That is why we find not city slickers, bankers or finance specialists, but nurses, doctors, locums and careworkers caught up in this. All those people will never have the resources to pay back this money. It does not matter whether it is over two, five, seven or 10 years, they will just never have it.

Many witnesses said they had declared the schemes to HMRC. This really is the criminal aspect of this: someone declares a scheme, and then 20 years later or 10 years later, HMRC comes back and says, “Sorry, we haven’t closed your year, and you can pay now”. They are being asked to pay not a small amount, but £20,000 or £30,000 in the case of some my constituents.

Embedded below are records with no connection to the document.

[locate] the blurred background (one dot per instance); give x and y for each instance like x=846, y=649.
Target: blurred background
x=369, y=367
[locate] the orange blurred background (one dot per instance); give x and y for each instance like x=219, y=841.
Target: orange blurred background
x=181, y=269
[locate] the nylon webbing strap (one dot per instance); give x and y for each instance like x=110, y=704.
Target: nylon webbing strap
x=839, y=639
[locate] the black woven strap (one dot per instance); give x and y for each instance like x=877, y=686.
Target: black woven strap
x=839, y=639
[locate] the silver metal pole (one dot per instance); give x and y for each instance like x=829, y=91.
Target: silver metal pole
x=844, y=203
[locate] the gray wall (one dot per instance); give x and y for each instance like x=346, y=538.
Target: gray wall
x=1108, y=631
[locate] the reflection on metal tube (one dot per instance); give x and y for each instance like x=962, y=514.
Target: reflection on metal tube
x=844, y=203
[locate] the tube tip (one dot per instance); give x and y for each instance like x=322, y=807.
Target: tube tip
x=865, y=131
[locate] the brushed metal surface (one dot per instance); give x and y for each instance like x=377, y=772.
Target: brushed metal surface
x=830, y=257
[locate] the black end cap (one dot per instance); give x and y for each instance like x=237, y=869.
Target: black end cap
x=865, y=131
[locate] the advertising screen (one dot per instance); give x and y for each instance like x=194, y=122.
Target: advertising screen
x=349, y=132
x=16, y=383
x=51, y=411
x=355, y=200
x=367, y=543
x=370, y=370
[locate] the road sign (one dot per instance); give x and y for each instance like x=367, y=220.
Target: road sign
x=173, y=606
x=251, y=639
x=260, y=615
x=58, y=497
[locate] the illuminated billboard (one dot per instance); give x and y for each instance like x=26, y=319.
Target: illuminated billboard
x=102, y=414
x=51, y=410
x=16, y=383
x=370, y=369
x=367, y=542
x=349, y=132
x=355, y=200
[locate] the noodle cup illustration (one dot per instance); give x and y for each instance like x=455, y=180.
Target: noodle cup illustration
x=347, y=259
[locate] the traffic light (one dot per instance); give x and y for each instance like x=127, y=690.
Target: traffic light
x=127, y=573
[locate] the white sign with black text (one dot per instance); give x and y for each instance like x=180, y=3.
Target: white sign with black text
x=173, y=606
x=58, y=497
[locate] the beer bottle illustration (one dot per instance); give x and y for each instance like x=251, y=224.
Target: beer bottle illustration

What the Committee found is very important because, again, where does the blame lie? I think part of the blame lies with HMRC, but part of the blame lies with the employers. Many people have said that that is where HMRC should focus its effort, but the House of Lords Committee found

“little evidence of action taken against those who promote disguised remuneration schemes.”

It went on to say that

“HMRC appears to be prioritising recovery of tax revenue over justice”.

That point is central to today.

The Committee noted that the people involved were unusual subjects of this sort of recovery, because of the nature of their employment and so on. It said that of course these disguised remuneration schemes are “unacceptable tax avoidance”, but it also said:

“The loan charge is, however, retrospective in its effect.”

This House was formed in order to challenge the King, in his day, on the justice of the taxes he was demanding, and to put their own concerns back to the King to get them corrected before we paid the taxes. We should not forget the fundamental reason for this House’s existence, which is to look after our constituents in the face of demands from the state.

The Committee made a recommendation that HMRC should in future make clear public statements when it is looking at avoidance schemes. Because of the fact that so much of the burden of the decision falls on HMRC, it should make it clear to the public at large and anybody in those schemes when it is investigating them.